La porosité impacte intuitivement le processus de diffusion par le biais de la longueur de diffusion alors que la surface développée joue sur le processus de transfert. Etudier ces deux processus permettrait donc de mieux comprendre comment la géométrie change les performances. Les trois composantes du processus électrochimique sont toutefois intimement liées, si bien que l’on peut rapidement conclure qu’un phénomène est favorisé alors qu’il s’agit en réalité d’un autre. Un bon exemple a été donné par Garbeseck et al. [126]. Ils ont montré, à partir des données de neuf publications sur LiFePO4, que l’effet de l’enrobage de carbone est minimal face à la taille des particules. Toutes ces publications présentent la conduction électronique comme le processus limitant les performances, et donc concluent que l’enrobage de carbone est le paramètre clé.

Etude par adsorption azote, porosimétrie mercure et pycnométrie hélium.

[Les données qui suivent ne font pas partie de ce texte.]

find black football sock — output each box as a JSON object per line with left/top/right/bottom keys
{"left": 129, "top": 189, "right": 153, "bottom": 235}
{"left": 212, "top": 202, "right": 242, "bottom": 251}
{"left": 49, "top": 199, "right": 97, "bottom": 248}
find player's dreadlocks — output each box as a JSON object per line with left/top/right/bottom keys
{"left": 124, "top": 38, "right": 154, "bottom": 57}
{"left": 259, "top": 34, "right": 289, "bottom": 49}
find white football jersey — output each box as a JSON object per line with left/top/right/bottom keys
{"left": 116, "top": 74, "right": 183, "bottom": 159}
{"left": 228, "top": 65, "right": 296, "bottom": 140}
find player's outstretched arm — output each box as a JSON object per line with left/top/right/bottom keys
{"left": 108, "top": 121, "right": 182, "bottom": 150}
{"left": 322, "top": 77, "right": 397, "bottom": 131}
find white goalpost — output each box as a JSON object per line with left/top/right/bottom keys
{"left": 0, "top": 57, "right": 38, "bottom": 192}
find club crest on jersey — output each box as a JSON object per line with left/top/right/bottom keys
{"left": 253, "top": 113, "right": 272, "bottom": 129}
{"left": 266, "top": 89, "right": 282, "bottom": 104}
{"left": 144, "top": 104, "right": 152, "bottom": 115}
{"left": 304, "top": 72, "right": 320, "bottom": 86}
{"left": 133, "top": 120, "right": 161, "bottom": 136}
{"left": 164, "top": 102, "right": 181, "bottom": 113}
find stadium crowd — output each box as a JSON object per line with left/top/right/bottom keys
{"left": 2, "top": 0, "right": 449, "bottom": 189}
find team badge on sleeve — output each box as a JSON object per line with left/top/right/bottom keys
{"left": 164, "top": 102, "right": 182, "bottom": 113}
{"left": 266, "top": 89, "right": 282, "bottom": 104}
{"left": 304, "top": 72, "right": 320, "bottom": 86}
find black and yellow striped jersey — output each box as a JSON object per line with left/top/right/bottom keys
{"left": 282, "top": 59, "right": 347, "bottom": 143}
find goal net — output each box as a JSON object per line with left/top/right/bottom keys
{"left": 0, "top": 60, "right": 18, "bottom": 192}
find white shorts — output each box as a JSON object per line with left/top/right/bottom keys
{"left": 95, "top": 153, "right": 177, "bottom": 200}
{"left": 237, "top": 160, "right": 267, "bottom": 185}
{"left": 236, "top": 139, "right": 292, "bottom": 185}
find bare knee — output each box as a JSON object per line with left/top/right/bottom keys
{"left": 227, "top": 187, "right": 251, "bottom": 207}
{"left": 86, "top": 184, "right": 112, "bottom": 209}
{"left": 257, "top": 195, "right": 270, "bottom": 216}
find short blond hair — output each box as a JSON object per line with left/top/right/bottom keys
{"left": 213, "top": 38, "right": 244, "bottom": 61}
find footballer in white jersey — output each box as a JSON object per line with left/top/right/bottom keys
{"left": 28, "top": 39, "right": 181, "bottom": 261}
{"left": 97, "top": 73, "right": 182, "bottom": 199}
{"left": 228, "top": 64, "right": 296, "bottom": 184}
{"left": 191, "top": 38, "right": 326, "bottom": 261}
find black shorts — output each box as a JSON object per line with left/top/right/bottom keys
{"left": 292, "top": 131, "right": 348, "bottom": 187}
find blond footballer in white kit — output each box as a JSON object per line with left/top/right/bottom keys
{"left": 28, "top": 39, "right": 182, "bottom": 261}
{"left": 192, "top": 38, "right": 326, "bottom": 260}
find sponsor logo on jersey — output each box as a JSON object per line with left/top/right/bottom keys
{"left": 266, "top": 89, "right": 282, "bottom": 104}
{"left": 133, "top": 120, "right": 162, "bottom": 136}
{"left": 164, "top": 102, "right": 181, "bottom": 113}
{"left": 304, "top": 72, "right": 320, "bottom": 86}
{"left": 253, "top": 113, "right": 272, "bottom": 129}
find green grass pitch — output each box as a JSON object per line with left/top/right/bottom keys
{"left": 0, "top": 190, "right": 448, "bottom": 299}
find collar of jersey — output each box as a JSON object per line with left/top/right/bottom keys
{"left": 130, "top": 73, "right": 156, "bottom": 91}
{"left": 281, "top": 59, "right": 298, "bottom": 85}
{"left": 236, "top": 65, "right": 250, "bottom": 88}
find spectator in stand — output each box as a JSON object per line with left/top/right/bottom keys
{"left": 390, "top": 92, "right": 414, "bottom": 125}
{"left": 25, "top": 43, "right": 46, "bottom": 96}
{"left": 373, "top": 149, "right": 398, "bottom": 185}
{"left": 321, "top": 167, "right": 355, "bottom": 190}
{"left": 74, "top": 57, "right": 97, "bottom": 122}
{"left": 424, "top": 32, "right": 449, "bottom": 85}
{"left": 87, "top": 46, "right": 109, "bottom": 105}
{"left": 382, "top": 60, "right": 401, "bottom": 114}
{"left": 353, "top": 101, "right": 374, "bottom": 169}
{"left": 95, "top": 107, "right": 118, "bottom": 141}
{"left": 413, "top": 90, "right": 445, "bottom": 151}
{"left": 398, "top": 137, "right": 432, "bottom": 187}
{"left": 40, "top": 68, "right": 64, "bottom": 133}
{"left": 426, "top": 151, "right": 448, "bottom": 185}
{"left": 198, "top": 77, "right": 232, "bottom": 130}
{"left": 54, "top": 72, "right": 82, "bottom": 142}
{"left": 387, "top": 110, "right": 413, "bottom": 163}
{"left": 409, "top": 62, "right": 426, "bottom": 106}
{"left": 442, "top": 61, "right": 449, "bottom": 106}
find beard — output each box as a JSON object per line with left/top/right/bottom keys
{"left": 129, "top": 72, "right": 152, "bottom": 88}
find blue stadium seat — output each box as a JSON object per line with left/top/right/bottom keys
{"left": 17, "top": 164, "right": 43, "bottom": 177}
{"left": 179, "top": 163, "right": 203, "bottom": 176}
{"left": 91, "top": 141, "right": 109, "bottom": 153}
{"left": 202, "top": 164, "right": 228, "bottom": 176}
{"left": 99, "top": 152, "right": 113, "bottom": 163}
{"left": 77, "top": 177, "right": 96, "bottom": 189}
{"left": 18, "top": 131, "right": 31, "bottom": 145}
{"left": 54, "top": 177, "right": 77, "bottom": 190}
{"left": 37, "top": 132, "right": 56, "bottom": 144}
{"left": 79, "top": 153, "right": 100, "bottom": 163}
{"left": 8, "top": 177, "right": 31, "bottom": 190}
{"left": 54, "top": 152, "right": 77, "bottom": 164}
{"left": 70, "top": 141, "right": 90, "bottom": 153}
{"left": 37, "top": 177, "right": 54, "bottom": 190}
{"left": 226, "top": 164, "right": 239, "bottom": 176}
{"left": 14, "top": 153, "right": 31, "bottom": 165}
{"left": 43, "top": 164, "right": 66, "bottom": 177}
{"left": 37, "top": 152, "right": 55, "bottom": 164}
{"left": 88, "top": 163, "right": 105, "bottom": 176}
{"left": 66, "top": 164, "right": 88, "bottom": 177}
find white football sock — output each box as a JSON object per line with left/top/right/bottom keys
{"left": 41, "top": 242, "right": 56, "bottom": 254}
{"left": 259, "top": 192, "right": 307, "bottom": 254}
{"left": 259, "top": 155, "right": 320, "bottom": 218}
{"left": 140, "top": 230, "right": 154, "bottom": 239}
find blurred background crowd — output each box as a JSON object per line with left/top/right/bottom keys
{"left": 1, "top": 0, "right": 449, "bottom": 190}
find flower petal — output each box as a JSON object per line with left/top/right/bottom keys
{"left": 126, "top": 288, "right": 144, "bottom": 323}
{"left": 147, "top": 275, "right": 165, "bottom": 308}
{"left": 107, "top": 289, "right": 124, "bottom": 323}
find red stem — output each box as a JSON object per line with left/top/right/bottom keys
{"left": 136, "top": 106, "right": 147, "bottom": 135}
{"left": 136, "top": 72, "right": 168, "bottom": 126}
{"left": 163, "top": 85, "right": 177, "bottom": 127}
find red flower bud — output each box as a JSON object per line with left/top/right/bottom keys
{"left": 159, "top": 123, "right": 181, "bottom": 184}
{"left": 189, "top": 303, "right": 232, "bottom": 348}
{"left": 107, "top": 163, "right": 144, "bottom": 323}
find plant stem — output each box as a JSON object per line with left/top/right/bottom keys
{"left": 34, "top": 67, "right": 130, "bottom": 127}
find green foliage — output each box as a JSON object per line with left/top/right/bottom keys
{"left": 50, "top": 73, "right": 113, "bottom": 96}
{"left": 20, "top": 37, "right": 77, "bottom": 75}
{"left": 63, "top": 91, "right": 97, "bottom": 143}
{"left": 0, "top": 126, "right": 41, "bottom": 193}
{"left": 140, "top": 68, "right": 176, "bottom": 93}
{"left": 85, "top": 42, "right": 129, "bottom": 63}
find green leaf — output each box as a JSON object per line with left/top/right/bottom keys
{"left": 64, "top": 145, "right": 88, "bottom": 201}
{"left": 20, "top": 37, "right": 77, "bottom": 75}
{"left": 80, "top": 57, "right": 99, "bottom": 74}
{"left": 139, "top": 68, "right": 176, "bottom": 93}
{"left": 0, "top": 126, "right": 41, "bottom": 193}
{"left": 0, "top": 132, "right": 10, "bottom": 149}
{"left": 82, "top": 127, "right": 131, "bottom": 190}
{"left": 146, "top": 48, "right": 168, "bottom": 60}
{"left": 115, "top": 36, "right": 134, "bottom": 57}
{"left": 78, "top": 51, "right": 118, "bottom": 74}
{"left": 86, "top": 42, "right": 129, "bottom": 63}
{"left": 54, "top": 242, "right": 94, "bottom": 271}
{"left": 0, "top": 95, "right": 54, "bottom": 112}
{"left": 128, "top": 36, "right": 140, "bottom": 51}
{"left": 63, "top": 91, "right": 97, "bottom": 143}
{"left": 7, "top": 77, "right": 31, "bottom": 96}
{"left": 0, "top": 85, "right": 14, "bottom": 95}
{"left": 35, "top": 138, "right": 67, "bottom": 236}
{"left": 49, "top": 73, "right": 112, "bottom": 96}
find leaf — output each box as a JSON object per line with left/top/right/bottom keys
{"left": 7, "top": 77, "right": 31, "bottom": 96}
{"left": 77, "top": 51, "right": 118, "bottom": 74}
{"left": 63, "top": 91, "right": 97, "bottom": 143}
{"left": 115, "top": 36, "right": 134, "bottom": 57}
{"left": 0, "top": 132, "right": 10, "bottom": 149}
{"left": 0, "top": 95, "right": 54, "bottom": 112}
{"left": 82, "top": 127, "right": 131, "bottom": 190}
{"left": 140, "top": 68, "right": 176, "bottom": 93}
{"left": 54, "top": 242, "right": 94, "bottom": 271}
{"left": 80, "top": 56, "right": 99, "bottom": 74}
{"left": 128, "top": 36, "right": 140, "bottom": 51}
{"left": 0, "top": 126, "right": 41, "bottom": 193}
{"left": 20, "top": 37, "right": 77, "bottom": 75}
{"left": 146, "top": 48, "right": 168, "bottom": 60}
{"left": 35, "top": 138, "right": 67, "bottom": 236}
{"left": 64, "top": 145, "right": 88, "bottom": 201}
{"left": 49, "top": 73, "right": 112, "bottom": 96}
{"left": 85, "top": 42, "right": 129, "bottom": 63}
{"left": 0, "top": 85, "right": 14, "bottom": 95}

Les matériaux synthétisés – précurseur et NMC850-900-950-1000 – ont été étudiés par porosimétrie mercure. La Figure 2.20 montre le volume poreux cumulé du précurseur et des matériaux calcinés en fonction du diamètre des pores responsables de la porosité.
Pour les tailles de pores supérieures à 10 µm, la porosité mesurée est liée à une intrusion dans le lit de poudre et non représentative d’une réelle porosité. Elle a été soustraite sur la Figure 2.20. Elle est suivie par une partie non linéaire, jusqu’à un palier constant, qui est représentative des pores dans les grains ou agglomérats. La valeur du palier donne la porosité totale du matériau : 0.941 mL/g pour le précurseur, 0.631 mL/g pour NMC850, 0.588 mL/g pour NMC900, 0.522 mL/g pour NMC950, et 0.260 mL/g pour NMC1000. La calcination entraîne donc une fermeture de la porosité du matériau. La porosité de NMC950 est notamment élevée. La porosité du précurseur augmente continuellement pour des pores de diamètres de 5 µm à 400 nm, là où celles de NMC850 et NMC900 présentent deux populations distinctes de pores : la première de diamètres entre 3 et 1 µm et la seconde à des diamètres inférieurs à 500 nm. Cette population de petits pores n’est pas clairement définie pour NMC950 et NMC1000 sur les courbes de volumes poreux cumulés.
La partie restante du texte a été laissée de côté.